Turnbull has quantified the value of the income tax amount he and treasurer Scott Morrison have earmarked for allocation to the states: they say it’s 2% of income tax revenues, or $14 billion (although how 2% of $150 billion per year equals $14 billion is unknown, but let’s give them the benefit of the doubt).
Turnbull has also made firm his earlier indication that Commonwealth grants to the states would correspondingly be reduced, producing a revenue-neutral transfer of accountabilities: that is, that other Commonwealth grants to the states would be cut by $14 billion.

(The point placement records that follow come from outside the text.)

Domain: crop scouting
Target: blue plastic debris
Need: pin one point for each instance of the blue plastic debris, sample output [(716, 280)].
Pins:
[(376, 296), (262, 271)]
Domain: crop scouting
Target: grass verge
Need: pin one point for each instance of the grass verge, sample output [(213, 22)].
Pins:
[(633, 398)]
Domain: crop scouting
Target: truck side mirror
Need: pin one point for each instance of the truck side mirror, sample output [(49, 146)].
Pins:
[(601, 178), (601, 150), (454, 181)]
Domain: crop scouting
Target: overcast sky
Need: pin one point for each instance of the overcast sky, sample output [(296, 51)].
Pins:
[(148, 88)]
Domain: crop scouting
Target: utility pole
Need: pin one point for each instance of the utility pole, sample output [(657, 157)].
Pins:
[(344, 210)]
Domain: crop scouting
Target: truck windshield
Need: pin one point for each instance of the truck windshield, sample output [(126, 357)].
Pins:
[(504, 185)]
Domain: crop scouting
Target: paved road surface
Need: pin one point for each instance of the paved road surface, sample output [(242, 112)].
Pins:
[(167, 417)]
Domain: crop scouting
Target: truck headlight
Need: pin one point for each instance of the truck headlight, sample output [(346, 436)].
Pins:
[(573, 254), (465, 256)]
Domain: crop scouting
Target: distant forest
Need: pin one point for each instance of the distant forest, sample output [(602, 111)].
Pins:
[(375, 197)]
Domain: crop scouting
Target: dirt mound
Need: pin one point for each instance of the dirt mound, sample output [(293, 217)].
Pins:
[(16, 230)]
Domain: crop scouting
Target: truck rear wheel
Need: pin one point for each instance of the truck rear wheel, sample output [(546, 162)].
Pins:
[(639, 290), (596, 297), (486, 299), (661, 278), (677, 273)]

This, too, was explicitly spelt out in his interview with Kelly yesterday morning.
Whether the “reforms” Turnbull and Morrison are attempting to sell to sceptical state Premiers are creditable or not, one thing that is abundantly clear is that they are so detailed, heavy on bureaucratic concepts and jargon, and convoluted that the average voter — and I mean no offence to those who fit the category — couldn’t care less about the finer points and will make no effort whatsoever to avail themselves of same.
So here’s how the story will run for floating voters in marginal seats that will decide this year’s election, as framed by the ALP and its imbecilic “leader.”
- The Liberals will cut $14 billion from Health and Education funding to the states annually.
- The Liberals will refuse to spend a cent on the education of the majority of Australian schoolkids, who attend public schools.
- The Liberals will continue to pour money into elite private schools to the benefit of the families of their richest mates and corporate donors.
- The mean, nasty Liberals are planning to wipe their hands of any responsibility for public schools and hospitals across Australia — so don’t vote for them.
And do you know what? Hundreds of thousands of gullible swinging voters, who want to hear what they want to hear and to believe it, will listen up and take note.
I may not be doing this issue the justice I would have liked; a relatively short post this morning was the alternative to no post at all, as I have rather a busy day ahead.
But you have to wonder whether Turnbull and his “brains” trust are oblivious to the political damage their handiwork is exposing the Coalition to, or whether they even care: for so brazen are the poorly chosen words in which all of this is being framed for public consumption, the distinct impression given is that they will crash through — or crash — with nary a care for the consequences.
When I remind readers that I don’t think it’s even the right package of reforms to set out ahead of the election — not least given the hurried, almost panicked way in which all of this appears to have been thrown together — the judgement that Turnbull is wilfully flirting with political mortality becomes almost irresistible.
A different path to solving the funding issue (in Health at least) is laid out in a piece by Queensland LNP leader Lawrence Springborg that appears in today’s issue of The Australian; whilst I’m on record as agitating for him to be removed from the LNP leadership — and quickly — before a possible snap state election, I have also repeatedly opined that as Health minister in Campbell Newman’s government, his performance was excellent.
Springborg should be listened to on this issue, but he won’t be: not even by his Coalition colleagues, who stand to benefit the most were they to do so.
For just as the Coalition proved spectacularly inept at selling anything on the watch of Tony Abbott, its sales and communication skills have improved, under his replacement, only marginally at best.
All of this is writing a campaign playbook for the ALP that Shorten and his buddies couldn’t have wished for in their wildest delusions.
And given the movement in electoral sentiment over the past couple of months has been sharply away from the government — and from Turnbull in particular — the risk of electoral defeat is now all too real.
The coming federal election is Turnbull’s to lose and, based on the government’s output this week, you’d have to say he is making a reasonable fist of doing exactly that.